Mohamed Aqdime : «Les responsables doivent être traduits devant la justice»
«Tout Etat qui veille au respect total des droits de l’Homme doit s’abstenir de recourir à la violence. Ceci dit, l’agression du jeune étudiant marocain au point de passage de Mellilia constitue une violation flagrante des pactes internationaux des droits de l’Homme et une atteinte à la dignité d’une personne. Cette agression contraire à la loi est une preuve matérielle permettant la poursuite judiciaire de ses auteurs. Même les personnes suspectes de commettre des crimes doivent bénéficier d’un procès équitable. Qu’en est-il ainsi d’un simple citoyen marocain qui n’a fait que transiter par ce point d’accès à Mellilia transportant un drapeau national ou n’importe quelle autre chose? Ceci est inacceptable. Les responsables de cette agression doivent être traduits devant la justice», indique Me Mohamed Aqdime, bâtonnier à Rabat, dans une déclaration à ALM.
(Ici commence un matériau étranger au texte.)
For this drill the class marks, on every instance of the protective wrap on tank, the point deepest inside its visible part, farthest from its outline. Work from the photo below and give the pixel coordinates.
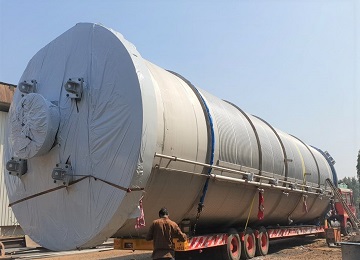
(138, 134)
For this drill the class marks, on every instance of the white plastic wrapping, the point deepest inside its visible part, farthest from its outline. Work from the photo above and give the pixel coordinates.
(103, 136)
(33, 126)
(129, 110)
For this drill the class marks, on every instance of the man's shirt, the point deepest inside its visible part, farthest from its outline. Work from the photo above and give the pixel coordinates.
(162, 231)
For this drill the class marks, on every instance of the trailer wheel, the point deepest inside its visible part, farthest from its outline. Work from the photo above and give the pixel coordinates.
(249, 245)
(232, 250)
(262, 242)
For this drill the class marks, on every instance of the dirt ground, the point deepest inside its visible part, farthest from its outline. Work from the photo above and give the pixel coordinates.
(305, 248)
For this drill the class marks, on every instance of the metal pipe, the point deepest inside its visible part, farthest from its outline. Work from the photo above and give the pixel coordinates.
(174, 158)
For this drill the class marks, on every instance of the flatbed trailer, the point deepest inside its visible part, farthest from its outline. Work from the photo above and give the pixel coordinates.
(232, 245)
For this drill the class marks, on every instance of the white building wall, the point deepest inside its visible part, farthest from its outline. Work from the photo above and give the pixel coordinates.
(7, 218)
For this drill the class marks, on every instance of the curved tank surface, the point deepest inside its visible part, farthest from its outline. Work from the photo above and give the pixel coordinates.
(94, 129)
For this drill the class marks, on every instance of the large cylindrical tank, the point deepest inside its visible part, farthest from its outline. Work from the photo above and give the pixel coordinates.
(111, 129)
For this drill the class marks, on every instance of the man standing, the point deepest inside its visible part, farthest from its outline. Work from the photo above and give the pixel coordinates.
(162, 231)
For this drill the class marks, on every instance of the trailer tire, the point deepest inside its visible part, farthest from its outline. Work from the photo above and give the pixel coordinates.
(262, 242)
(232, 249)
(249, 245)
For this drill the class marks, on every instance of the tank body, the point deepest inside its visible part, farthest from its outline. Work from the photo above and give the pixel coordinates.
(120, 136)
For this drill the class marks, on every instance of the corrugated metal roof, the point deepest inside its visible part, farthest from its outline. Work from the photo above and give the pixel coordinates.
(7, 217)
(6, 95)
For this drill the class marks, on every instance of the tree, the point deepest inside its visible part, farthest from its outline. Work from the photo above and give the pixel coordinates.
(358, 166)
(353, 184)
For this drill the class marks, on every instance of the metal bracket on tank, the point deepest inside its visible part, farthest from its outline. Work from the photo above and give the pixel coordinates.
(62, 172)
(27, 87)
(74, 87)
(17, 166)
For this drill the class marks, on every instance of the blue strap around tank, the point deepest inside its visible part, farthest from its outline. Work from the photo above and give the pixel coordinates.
(333, 171)
(212, 136)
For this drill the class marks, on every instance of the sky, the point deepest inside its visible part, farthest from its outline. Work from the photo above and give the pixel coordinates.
(294, 63)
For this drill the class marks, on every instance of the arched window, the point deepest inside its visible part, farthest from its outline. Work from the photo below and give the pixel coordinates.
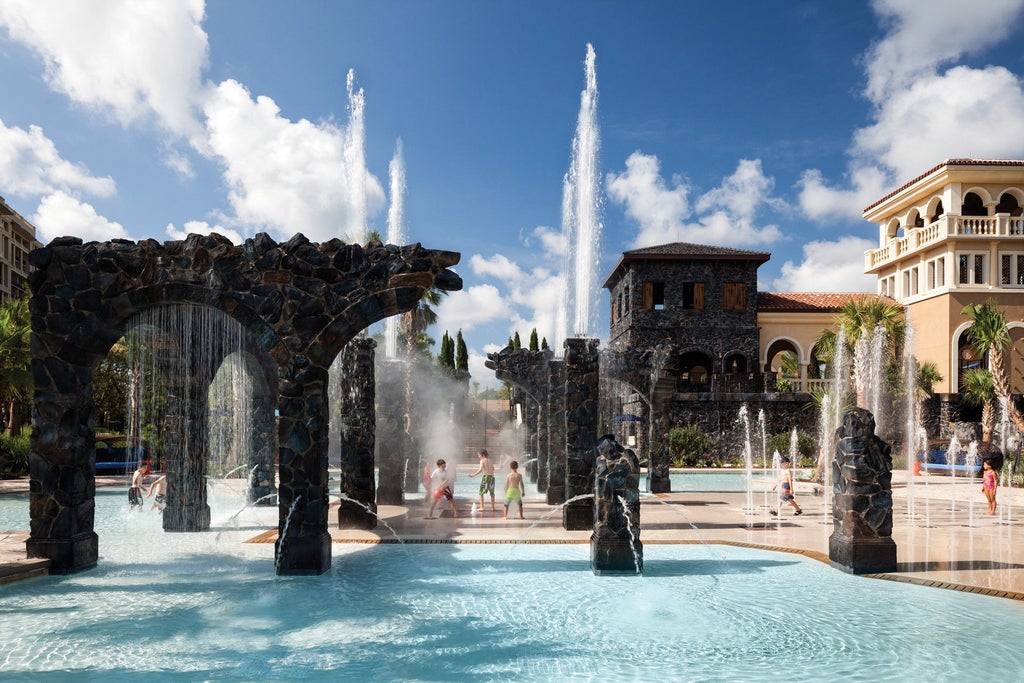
(967, 358)
(694, 368)
(973, 206)
(1008, 204)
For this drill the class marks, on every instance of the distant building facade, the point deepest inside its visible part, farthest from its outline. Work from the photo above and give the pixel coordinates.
(17, 238)
(952, 237)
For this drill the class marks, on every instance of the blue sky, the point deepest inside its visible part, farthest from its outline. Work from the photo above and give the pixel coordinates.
(749, 124)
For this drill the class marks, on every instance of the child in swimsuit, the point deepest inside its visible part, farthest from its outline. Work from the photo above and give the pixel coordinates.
(989, 482)
(441, 482)
(514, 489)
(486, 472)
(786, 491)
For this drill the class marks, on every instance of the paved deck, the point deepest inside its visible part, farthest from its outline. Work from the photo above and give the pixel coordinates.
(944, 537)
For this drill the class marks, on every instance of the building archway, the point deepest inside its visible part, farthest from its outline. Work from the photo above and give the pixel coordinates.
(298, 301)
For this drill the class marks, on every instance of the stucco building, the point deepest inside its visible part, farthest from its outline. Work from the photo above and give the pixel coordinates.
(17, 238)
(952, 237)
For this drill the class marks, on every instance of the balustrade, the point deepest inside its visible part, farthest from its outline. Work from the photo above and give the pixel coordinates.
(947, 225)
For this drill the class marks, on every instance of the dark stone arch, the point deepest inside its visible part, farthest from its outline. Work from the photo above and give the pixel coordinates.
(300, 301)
(776, 347)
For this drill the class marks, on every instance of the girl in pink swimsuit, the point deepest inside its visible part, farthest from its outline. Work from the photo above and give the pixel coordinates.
(989, 481)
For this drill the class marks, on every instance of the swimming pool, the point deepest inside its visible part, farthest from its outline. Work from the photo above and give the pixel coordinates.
(202, 606)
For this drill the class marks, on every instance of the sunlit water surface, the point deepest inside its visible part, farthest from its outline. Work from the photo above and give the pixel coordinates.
(207, 606)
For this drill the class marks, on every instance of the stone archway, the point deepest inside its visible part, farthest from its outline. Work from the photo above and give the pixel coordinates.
(300, 302)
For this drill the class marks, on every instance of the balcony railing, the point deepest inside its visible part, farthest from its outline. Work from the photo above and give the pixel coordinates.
(948, 225)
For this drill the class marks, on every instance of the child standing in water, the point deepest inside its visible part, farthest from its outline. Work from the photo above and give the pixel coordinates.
(989, 482)
(786, 491)
(514, 489)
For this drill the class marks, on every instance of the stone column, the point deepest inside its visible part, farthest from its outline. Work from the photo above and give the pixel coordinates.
(530, 411)
(556, 433)
(614, 545)
(357, 508)
(303, 543)
(542, 441)
(581, 430)
(658, 480)
(390, 432)
(862, 504)
(62, 466)
(262, 491)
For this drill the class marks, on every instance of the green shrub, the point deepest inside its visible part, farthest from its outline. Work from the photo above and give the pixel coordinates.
(807, 447)
(688, 446)
(15, 454)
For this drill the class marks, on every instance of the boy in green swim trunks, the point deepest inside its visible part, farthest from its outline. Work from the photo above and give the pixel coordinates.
(514, 489)
(486, 472)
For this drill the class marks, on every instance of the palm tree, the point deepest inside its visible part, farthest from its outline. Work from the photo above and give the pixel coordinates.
(861, 318)
(989, 336)
(978, 388)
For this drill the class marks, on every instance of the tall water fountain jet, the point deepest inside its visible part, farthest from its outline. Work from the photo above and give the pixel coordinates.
(355, 164)
(395, 236)
(582, 215)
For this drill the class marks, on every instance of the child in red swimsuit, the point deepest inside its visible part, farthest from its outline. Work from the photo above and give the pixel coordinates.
(989, 482)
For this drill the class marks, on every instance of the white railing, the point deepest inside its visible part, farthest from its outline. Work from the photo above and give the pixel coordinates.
(946, 226)
(797, 385)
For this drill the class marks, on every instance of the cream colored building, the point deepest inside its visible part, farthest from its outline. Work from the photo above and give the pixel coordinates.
(17, 238)
(952, 237)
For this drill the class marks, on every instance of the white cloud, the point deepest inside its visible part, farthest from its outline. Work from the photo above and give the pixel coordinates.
(467, 308)
(658, 209)
(133, 58)
(819, 201)
(288, 176)
(30, 164)
(725, 214)
(60, 214)
(828, 266)
(924, 115)
(498, 266)
(552, 241)
(972, 113)
(203, 227)
(924, 36)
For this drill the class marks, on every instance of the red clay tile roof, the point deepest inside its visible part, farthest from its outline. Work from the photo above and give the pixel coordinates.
(826, 302)
(948, 162)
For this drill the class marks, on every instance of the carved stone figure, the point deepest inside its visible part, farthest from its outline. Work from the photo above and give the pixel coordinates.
(862, 502)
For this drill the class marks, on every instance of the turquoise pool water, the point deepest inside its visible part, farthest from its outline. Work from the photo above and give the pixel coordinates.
(206, 606)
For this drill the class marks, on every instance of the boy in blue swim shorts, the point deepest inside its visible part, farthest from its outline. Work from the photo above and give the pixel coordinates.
(786, 492)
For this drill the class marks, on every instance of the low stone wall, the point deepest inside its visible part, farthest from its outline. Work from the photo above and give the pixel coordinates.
(718, 416)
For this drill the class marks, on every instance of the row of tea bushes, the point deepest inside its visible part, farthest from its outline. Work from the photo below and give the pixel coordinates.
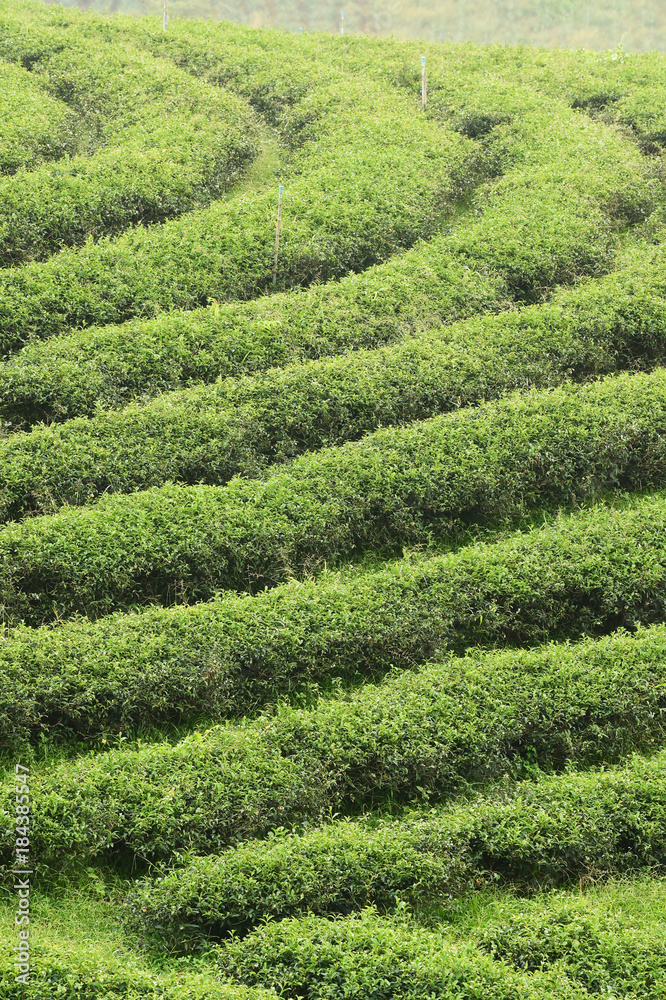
(442, 281)
(606, 942)
(34, 127)
(395, 487)
(610, 939)
(376, 179)
(367, 955)
(537, 833)
(415, 736)
(69, 972)
(232, 656)
(157, 144)
(210, 433)
(77, 373)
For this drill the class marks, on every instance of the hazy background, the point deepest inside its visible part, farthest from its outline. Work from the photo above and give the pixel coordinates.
(638, 26)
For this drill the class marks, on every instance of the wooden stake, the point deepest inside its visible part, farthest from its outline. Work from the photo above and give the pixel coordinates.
(424, 84)
(277, 232)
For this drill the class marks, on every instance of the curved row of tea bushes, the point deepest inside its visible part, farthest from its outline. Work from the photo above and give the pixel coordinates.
(372, 956)
(537, 833)
(160, 143)
(108, 366)
(450, 278)
(610, 941)
(581, 575)
(209, 434)
(415, 736)
(77, 973)
(377, 179)
(34, 127)
(393, 488)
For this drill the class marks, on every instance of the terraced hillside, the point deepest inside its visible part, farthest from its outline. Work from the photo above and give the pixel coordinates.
(333, 571)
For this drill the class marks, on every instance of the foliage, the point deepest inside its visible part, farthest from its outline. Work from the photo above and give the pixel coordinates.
(368, 955)
(395, 487)
(416, 736)
(537, 833)
(157, 145)
(209, 434)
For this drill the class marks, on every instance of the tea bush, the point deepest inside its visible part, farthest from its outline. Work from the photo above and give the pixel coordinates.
(535, 834)
(209, 434)
(395, 487)
(373, 956)
(154, 145)
(416, 736)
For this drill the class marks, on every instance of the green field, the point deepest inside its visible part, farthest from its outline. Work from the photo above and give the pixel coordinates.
(332, 576)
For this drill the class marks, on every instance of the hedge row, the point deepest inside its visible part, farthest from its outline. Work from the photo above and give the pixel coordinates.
(371, 956)
(395, 487)
(74, 974)
(475, 87)
(209, 434)
(578, 940)
(108, 366)
(34, 126)
(581, 575)
(162, 143)
(349, 203)
(415, 736)
(548, 202)
(442, 281)
(605, 943)
(536, 834)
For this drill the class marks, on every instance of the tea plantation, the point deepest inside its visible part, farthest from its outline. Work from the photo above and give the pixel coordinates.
(333, 568)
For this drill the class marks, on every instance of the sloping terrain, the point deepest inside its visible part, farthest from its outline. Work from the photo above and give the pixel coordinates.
(333, 571)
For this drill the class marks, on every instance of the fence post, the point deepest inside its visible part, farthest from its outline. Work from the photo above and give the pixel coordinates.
(277, 232)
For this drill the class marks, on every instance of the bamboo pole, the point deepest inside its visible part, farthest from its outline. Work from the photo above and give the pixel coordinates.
(277, 232)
Mounaim Chawki : «Tout ce qui est marocain provoque l’Espagne»
«Cette nouvelle agression s’inscrit dans le cadre d’une série d’agressions perpétrées par la police espagnole contre les Marocains. Pour l’Espagne, un Etat qui prétend être un Etat de droit qui veille au respect des droits de l’Homme, tout peut être qualifié de «provocateur», notamment le drapeau national, le passeport marocain ou même un kilogramme et demi de sardines ! ? Bref, tout ce qui est marocain est susceptible de provoquer l’Espagne. C’est honteux. En réalité, nous assistons à une recrudescence des agressions contre les citoyens marocains par l’Espagne depuis la dernière visite de SM le Roi dans la région du Rif, ayant prouvé à tout le monde que les habitants du Rif sont fermement attachés au Trône alaouite, chose qui ne plaît pas aux Espagnols», affirme Mounaim Chawki, coordinateur des relations extérieures du Comité national pour la libération de Sebta et Mellilia.

Mohamed Darif : «Une tension en catimini dans les relations maroco-espagnoles»
«Cet incident montre clairement que nous assistons à une tension en catimini dans les relations maroco-espagnoles. Cette tension a été provoquée par trois facteurs. Le 1er étant la nomination de Ahmeddou Ould Souilem au poste d’ambassadeur à Madrid, chose qui n’a pas plu aux Espagnols, étant donné qu’il est d’origine sahraouie. Le 2ème facteur est la question de l’expulsion des évangélistes prosélytes contestée par Madrid. Le 3ème facteur est la déclaration du Premier ministre contenue dans son bilan à la mi-mandat, à propos des présides occupés. La question qui se pose est celle de savoir si les agressions répétitives contre les Marocains ne constituent que des actes isolés ou bien elles traduisent un choix politique de l’Espagne consistant à multiplier les actes provocateurs contre le Maroc ? Madrid doit éclaircir sa position», fait observer Mohamed Darif, politologue.